Bob Jackson, regional executive-vice president for British Columbia with Public Service Alliance of Canada in Vancouver, says work conditions in meatpacking facilities and slaughterhouses are “almost indescribable” at times. “There has always been hazards involved in this line of work, just the environmental conditions that people are put into. You are dealing with heat, humidity, constant alerts around moving equipment and slippery floors,” says Jackson, who was a former meat inspector.
Workers face a risk of direct exposure to pathogens by being in contact with contaminants that are aerosolized when handling carcasses stained with blood, feces and bodily fluids in a steamy environment with temperatures routinely reaching 100 degrees Fahrenheit with almost 100 per cent humidity, Jackson notes.

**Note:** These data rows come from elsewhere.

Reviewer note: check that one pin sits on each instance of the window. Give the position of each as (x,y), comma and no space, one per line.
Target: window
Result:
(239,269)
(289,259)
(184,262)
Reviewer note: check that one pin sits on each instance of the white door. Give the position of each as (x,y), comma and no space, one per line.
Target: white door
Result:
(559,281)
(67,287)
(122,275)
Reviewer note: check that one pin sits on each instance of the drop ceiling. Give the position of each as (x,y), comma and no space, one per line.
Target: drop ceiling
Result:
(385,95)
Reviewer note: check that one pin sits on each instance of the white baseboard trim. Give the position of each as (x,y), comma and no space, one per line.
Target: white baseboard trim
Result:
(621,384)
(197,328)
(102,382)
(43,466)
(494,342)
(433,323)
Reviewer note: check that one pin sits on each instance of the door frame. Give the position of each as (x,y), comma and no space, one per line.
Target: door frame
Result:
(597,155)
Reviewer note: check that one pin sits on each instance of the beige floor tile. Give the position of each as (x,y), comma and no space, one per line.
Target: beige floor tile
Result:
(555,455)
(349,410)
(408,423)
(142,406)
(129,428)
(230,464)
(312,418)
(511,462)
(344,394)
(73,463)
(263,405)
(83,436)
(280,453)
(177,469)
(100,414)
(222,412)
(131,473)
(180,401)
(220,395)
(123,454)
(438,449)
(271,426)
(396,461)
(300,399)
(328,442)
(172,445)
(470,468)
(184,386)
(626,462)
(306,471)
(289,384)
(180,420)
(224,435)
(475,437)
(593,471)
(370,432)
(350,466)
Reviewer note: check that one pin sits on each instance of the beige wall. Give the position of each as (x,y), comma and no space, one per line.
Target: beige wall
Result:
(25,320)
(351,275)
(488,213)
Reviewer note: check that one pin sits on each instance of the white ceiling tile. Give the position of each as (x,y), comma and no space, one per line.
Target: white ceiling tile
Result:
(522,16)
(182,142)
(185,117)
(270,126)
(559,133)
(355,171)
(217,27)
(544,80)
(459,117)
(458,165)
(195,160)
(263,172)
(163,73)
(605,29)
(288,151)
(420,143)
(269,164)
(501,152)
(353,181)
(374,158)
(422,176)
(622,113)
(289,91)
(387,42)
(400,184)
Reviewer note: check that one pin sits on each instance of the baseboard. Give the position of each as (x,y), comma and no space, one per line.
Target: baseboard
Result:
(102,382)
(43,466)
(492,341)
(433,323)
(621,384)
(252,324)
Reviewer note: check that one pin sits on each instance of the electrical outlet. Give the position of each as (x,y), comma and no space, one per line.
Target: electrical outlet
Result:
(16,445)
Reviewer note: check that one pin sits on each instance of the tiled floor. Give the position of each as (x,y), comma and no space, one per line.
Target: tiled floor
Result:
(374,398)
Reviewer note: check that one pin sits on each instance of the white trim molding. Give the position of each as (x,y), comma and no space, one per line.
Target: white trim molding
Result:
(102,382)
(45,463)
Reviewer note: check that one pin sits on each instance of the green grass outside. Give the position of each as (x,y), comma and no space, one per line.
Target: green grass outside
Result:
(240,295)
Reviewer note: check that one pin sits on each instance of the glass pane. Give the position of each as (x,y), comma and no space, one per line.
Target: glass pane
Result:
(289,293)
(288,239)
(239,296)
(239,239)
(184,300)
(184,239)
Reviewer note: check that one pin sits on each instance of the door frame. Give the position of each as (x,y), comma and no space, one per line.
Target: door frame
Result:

While workers are provided with personal protective equipment, they may not be utilized to the fullest extent, considering the discomfort of donning additional clothing, hard hats and goggles that can steam up under such conditions. “You can imagine what that might feel like in terms of real world protection,” he adds, noting that it was quite routine to see workers not wearing the necessary protective gear.”